It's the part of the fault that is, in fact, in ourselves: it works, very often, and for quite awhile. I think it's part of being human.
Yet another reason I'm transhumanist, not religiously like a Silicon Valley bro, more like 'Come on, we can do—have got to do—better than this.'—and if it takes some genes-fixing to do it, fine.
If I had the fixin’s, and they were realised as an otherwise-innocuous, air-spread, virus, I'd release it as soon as my volcano-lair were done (including the big, red, self-destruct button).
Honestly, I thought of it, but I thought I was going-on too long as it was (and did not want to over-egg the pudding)(especially if it's on someone's nose, with a lantern hung on it).
I, uh, think I see what you mean, but in the spirit of villains the rattling on and on about world domination and the decadence of the existing order instead of just pulling the damn trigger part of the drill.

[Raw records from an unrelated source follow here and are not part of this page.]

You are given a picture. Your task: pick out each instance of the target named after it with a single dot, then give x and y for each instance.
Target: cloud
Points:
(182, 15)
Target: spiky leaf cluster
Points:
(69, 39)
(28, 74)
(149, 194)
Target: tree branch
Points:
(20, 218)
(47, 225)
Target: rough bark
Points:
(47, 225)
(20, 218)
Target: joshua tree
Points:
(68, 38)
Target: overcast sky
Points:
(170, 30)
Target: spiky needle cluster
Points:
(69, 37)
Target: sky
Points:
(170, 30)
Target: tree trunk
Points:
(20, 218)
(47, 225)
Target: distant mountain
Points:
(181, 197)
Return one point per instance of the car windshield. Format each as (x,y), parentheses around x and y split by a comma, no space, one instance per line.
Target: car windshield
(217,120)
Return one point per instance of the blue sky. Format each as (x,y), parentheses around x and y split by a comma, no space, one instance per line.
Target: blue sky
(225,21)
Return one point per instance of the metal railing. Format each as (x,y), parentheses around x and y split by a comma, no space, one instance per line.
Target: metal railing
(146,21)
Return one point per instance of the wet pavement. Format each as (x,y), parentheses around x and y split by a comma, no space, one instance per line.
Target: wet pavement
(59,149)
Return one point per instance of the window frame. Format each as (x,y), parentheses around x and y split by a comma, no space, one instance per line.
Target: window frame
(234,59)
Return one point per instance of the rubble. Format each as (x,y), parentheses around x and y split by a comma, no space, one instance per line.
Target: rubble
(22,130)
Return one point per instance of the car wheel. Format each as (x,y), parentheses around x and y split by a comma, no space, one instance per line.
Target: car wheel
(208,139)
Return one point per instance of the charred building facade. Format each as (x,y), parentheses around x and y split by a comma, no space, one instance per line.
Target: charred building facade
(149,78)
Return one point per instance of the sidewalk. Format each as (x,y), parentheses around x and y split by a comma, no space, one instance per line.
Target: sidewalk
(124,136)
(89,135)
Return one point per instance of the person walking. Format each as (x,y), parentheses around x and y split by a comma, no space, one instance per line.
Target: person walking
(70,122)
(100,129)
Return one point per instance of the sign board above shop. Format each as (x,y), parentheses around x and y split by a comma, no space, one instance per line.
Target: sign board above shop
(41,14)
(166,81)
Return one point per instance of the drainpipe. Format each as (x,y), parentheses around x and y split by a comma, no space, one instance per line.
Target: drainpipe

Roy's portrayals of Trump and his family are always smarter and more relatable than the real thing. Because who would want to spend two minutes with a realistic portrayal of any of them?
My takeaway is the boy knows someone else's grift even before they do (well-trained as he must be), and sees straight thru it. And anyway, he's gonna outlive 'em all, and there'll be spoils enough for a normalish person down the road.
You keep saying that! I guess we'll never know for sure because I am convinced he'll never seek public attention -- not for the reasons of incapacity you cite, but because his contempt for the herd is pure, as opposed to his dad's desire to manipulate them.
Actually, there used to be a jazz tuba player named Red Calender, and my brother, who played sousaphone in the high school marching band in the late 1950s, would play along with his record (“RC Speaks Low”).
Like many well-rounded tuba players, Red also played bass. He had a fabulous career – his discography is amazing – and everybody dug him. I caught him live once at Pete Douglas's Bach Dancing and Dynamite Society in Half Moon Bay.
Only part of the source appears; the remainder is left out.